That's a pretty fancy lug design, I've seen it before but ferget. However, Bet-cha @juvela https://thecabe.com/forum/members/juvela.68776/
Ought to see this now and chime in.


----------



## Amanda Reckonwith (Jun 10, 2021)

Nervex Professional Lugs
					

Country: France Material: Steel Years: 1950's-1970's Condition: New old stock, mint conditions. Info: The set includes four pieces, head lugs, seat lug and bottom bracket shell




					monsieurvelo.es


----------



## TheWindrider (Jun 12, 2021)

Restore that babe. I have a ‘77 that is a crowd pleaser. You just don’t see many of these older ones.
Nice steal!


----------



## Jeff54 (Jun 14, 2021)

Oh boy, did you step into a can or worms!  Totally awesome that @Amanda Reckonwith got your lug ID.
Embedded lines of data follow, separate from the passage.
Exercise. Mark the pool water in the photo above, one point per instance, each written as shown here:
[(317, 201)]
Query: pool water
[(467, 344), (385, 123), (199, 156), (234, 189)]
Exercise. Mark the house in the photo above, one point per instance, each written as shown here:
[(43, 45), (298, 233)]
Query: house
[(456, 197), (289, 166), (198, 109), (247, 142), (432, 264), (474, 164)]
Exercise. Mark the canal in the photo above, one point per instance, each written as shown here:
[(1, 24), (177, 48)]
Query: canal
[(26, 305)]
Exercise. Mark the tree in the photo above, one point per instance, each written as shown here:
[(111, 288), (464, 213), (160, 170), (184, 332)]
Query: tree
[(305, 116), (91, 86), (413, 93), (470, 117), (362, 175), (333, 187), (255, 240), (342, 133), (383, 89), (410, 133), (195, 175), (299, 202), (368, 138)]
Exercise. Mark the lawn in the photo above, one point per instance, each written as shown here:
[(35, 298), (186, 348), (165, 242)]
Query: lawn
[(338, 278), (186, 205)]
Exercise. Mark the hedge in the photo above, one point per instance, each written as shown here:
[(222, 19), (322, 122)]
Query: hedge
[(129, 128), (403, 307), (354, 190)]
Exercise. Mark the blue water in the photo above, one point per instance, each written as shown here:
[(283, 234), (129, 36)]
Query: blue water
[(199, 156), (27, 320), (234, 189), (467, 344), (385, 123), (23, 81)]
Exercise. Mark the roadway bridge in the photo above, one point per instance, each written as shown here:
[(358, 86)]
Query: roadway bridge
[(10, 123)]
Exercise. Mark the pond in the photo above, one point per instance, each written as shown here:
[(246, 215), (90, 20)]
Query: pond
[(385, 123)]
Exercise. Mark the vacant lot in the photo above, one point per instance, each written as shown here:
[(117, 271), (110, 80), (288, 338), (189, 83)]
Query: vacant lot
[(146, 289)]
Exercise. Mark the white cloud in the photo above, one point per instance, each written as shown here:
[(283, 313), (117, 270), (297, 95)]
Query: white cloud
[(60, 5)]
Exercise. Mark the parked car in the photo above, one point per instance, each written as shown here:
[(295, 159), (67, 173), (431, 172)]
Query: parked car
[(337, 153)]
And now, beginner's luck; An introduction to higher end, up scale, quality, hand made vintage collectible racing/road bikes.

All depending on how far you intend to ride this journey of discovery. Because, it takes you on a ride too : England, France, Italy,   US, Japan and Mexico. Plus known or unknown custom hand made racing machines from the 50's too early 70's, there's quit a bit of interest in all areas, in discovering who made it, where collectible value seems to peak in England.

The keys to unlock the door may be right here or where this thread offers more links if the mystery is not resolved in it. :  https://www.bikeforums.net/classic-vintage/1156760-frame-id-nervex-3.html

And quicker, if your dare, which I would not, unless all else fails,  to scratch the front post for a decal or unique badge holes. A bit entwined if it depends on the parts to make the whole frame and current parts on it. Or, which I doubt will end in yours where, was finally proclaimed to be a mystery custom build. Yet the odds in the thread   are; it's British or perhaps, could be associated with a well known pro-racer.   It really is  a can of worms where, luck may end in a very serious score and or just a simple killer sore depending where the the die land, U can't loose.


----------